I routinely hide the Dock on my Macbook Air, since it takes up a significant portion of my screen. While I use Alfred most of the time to launch apps and such, I still like to use the Dock; call it a hold over from the last ten years or so.

Sometimes, though, when I move the mouse cursor over to the side of the screen I keep the Dock on (the left, if you’re curious), it pops up even when I don’t want it to.

Then I found this Terminal command which lets me set the time delay between when my cursor hits the edge of my screen and when the Dock actually appears. Now I have the delay period set to a larger number, making it much slower to respond and unhide.
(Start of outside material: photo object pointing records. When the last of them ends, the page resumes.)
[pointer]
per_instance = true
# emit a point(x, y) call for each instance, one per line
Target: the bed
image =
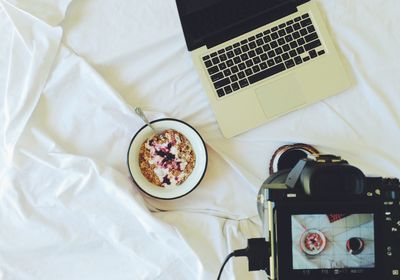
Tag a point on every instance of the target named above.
point(70, 74)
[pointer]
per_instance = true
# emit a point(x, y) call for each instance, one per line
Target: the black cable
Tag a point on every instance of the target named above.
point(223, 265)
point(257, 252)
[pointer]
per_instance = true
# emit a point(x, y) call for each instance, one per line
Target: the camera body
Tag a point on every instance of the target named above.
point(326, 220)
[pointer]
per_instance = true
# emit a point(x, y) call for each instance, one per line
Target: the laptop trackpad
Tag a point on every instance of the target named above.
point(281, 96)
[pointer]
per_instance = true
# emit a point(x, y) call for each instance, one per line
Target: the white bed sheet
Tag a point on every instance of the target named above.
point(70, 73)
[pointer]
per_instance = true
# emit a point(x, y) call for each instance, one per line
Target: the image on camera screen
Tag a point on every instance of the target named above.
point(333, 241)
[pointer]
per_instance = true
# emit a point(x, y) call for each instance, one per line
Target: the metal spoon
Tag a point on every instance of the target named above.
point(140, 113)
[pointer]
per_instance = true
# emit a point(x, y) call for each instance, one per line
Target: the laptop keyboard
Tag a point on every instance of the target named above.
point(263, 55)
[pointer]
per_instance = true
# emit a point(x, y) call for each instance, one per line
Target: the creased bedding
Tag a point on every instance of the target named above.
point(70, 73)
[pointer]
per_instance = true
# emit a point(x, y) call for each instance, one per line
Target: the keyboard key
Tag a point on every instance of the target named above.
point(289, 63)
point(271, 53)
point(310, 29)
point(235, 86)
point(289, 29)
point(263, 65)
point(266, 47)
point(267, 39)
point(227, 72)
point(237, 51)
point(300, 50)
point(298, 60)
point(266, 73)
point(217, 76)
point(222, 66)
point(288, 38)
point(303, 32)
point(227, 89)
point(256, 60)
point(286, 47)
point(220, 92)
point(313, 53)
point(305, 22)
point(301, 41)
point(305, 16)
point(311, 37)
point(221, 83)
point(312, 45)
point(278, 59)
point(256, 68)
point(243, 83)
point(213, 70)
point(285, 56)
point(264, 57)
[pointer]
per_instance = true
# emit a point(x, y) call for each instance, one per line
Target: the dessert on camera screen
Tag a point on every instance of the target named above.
point(333, 241)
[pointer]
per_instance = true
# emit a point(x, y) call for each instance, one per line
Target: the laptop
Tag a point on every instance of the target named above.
point(260, 59)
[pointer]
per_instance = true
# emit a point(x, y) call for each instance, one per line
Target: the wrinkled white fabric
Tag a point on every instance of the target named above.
point(70, 72)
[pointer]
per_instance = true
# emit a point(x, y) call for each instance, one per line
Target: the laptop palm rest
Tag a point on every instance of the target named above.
point(281, 96)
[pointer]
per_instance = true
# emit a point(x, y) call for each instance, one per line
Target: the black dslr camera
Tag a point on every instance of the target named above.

Launch Terminal from the Utilities folder, which is inside the Applications folder. Once launched, type or paste the following command in:

defaults write com.apple.Dock autohide-delay -float 1

Then type

killall Dock

to restart the Dock process to see the changes.

That gives you a full one second of delay. If you want a longer delay, make the number bigger, like 1.5 or 2. If you want a shorter delay, you can type in 0.1 or 0.5.

Now you have more control over how fast–or slow–the Dock will unhide when you hover your cursor over the edge of the screen. For me, that means the Dock stays put unless I hover over it for a full two seconds; perfect for making sure of my intentions.

If you want to put the Dock back to default, simply type or paste in the following:

defaults delete com.apple.Dock autohide-delay

Then type in killall Dock to restart it all, again.